Фрэнни снова откашлялась. Очевидно, она уже полностью отбыла наложенное на себя наказание — слушать с неослабевающим интересом.
— Почему? — спросила она.
Лейн слегка удивился, что его перебили.
— Что «почему»?
— Почему ты решил, что оно пойдет ко дну, как свинцовое грузило?
— Да я же тебе объяснил. Я тебе только что рассказал, какой дока этот Брауман по Флоберу. По крайней мере, я так думал.
— А-а-а, — сказала Фрэнни. Она улыбнулась. Она отпила немного мартини. — Как вкусно, — сказала она, глядя на бокал. — Хорошо, что некрепкий. Ненавижу, когда джина слишком много. Лейн кивнул.
— Кстати, это треклятое сочинение лежит у меня на столе. Если выкроим минутку, я тебе почитаю.
— Чудно, с удовольствием послушаю. Лейн снова кивнул.

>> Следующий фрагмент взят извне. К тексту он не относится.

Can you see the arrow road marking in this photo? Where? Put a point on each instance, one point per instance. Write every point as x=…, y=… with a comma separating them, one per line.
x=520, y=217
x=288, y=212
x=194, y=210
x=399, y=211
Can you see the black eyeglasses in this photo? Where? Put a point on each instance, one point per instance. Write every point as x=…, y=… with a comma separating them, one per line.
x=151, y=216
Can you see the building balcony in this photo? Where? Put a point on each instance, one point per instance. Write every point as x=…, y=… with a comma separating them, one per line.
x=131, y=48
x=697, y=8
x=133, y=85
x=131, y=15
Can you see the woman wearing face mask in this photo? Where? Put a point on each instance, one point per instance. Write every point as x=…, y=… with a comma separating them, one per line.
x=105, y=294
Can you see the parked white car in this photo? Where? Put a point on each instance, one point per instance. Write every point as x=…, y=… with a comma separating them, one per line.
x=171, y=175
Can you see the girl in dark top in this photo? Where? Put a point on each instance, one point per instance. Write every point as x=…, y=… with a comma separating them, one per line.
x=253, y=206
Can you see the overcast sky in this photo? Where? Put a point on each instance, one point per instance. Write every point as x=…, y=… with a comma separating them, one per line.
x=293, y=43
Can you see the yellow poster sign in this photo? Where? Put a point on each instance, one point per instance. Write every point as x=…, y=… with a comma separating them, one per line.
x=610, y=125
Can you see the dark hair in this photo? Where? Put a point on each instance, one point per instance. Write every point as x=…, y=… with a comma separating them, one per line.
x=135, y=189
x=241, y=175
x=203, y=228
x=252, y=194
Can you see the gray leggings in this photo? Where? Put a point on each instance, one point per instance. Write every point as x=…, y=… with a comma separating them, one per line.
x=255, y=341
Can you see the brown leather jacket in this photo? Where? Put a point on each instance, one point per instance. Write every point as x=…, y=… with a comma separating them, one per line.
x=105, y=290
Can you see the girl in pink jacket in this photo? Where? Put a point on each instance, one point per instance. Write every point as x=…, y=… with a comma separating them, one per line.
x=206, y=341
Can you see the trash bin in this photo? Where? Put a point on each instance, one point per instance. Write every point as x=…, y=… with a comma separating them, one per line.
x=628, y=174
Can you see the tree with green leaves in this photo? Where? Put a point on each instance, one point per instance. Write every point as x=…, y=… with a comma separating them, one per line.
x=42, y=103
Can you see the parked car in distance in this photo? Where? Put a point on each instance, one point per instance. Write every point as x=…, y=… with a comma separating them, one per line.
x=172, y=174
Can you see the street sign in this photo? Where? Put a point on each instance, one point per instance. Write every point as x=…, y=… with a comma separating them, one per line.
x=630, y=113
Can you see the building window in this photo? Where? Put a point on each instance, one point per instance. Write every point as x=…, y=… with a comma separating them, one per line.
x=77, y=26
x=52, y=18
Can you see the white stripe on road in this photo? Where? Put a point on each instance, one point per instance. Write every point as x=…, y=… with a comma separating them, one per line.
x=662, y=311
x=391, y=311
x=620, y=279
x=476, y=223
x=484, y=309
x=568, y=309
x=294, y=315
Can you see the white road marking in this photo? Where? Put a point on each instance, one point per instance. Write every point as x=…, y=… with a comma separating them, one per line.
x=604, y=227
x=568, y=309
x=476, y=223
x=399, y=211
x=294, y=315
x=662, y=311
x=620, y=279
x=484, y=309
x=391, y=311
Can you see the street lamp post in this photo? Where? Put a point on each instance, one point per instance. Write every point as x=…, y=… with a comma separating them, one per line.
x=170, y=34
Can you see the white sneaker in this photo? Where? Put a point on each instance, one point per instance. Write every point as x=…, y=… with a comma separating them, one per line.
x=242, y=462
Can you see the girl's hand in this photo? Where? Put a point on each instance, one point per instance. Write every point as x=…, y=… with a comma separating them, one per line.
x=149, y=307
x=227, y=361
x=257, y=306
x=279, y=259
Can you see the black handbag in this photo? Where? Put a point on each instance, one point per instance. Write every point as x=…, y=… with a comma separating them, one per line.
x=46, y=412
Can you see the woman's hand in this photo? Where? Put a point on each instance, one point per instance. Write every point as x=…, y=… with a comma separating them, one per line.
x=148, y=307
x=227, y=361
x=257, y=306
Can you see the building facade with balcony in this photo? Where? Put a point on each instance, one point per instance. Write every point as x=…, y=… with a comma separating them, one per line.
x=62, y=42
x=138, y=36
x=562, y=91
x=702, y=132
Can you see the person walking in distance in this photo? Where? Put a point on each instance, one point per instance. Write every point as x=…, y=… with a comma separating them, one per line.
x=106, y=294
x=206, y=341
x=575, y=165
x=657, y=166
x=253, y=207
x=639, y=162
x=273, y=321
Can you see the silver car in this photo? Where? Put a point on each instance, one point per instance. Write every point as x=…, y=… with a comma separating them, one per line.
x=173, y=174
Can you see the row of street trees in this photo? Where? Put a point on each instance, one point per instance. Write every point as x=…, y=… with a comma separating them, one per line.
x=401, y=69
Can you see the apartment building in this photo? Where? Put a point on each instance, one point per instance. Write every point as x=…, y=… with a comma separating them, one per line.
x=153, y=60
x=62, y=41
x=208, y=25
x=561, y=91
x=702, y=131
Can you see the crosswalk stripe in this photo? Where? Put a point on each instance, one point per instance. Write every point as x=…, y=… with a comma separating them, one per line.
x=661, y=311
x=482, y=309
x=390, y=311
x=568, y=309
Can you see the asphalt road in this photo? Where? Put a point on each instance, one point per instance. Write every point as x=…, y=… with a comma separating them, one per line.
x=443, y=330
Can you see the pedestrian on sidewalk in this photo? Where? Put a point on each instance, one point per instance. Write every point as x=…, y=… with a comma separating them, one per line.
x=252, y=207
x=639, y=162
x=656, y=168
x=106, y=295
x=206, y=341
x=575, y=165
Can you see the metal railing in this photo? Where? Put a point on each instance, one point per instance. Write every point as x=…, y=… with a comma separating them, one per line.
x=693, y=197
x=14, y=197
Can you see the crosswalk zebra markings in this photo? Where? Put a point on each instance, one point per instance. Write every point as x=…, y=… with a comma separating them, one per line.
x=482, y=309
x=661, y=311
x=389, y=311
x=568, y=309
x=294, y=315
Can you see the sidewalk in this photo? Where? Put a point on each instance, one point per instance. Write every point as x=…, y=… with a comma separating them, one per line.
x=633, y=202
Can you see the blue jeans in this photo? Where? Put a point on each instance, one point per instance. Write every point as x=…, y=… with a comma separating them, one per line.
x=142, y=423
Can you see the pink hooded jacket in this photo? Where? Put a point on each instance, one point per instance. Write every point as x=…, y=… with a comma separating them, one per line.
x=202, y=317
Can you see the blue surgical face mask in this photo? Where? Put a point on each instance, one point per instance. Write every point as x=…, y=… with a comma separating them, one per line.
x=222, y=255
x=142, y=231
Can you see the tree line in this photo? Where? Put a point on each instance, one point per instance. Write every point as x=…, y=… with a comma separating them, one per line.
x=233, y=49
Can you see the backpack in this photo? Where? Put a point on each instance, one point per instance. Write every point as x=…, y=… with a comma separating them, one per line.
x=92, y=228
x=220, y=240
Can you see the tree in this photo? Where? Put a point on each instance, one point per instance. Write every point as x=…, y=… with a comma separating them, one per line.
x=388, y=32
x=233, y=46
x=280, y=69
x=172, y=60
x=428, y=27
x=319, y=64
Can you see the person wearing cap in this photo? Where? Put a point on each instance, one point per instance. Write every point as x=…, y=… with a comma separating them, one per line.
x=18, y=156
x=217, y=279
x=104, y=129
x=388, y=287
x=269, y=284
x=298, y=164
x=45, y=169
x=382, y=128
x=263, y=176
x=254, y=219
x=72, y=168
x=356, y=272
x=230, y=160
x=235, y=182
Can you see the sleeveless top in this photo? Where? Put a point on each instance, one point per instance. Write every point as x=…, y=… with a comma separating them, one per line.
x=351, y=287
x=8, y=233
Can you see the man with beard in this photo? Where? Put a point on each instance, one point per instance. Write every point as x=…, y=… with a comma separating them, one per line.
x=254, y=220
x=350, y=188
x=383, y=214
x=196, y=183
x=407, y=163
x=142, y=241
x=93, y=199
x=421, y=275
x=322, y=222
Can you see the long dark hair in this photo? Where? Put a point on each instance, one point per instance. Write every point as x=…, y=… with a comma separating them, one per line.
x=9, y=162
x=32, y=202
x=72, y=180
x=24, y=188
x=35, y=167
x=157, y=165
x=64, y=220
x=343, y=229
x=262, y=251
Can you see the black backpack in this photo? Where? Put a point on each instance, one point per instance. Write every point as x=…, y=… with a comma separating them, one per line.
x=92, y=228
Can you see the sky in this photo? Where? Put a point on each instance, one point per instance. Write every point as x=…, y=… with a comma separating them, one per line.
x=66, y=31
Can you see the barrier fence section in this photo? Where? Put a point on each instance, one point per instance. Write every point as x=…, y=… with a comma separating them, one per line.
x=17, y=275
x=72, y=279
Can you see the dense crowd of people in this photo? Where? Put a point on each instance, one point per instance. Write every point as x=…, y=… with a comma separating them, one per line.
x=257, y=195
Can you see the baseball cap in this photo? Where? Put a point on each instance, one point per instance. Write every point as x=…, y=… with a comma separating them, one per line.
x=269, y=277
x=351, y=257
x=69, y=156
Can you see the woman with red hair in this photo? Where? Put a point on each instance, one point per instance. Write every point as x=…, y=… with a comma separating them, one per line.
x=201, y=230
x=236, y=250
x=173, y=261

— Понимаешь, не то чтобы я сделал какое-то потрясающее открытие, вовсе нет. — Он сел поудобнее. — Не знаю, но, по-моему, то, что я подчеркнул, почему он с такой неврастенической одержимостью ищет le mot juste1, было правильно. Я хочу сказать — в свете того, что мы теперь знаем. Не только психоанализ и всякая такая штука, но в каком-то отношении и это. Ты меня понимаешь. Я вовсе не фрейдист, ничего похожего, но есть вещи, которые нельзя просто окрестить фрейдизмом с большой буквы и выкинуть за борт. Я хочу сказать, что в каком-то отношении я имел полнейшее право написать, что ни один из этих настоящих, ну, первоклассных авторов — Толстой, Достоевский, наконец, Шекспир, черт подери! — никогда не ковырялся в словах до потери сознания. Они просто писали — и все. Ты меня понимаешь? — И Лейн выжидающе взглянул на Фрэнни. Ему казалось, что она слушает его с особенным вниманием.
— Будешь есть оливку или нет?
Лейн мельком взглянул на свой бокал мартини, потом на Фрэнни.
— Нет, — холодно сказал он. — Хочешь съесть?
— Если ты не будешь, — сказала Фрэнни. По выражению лица Лейна она поняла, что спросила невпопад. И что еще хуже, ей совершенно не хотелось есть оливку, и она сама удивилась — зачем она ее попросила. Но делать было нечего: Лейн протянул бокал, и пришлось выловить оливку и съесть ее с показным удовольствием. Потом она взяла сигарету из пачки Лейна, он дал ей прикурить и закурил сам.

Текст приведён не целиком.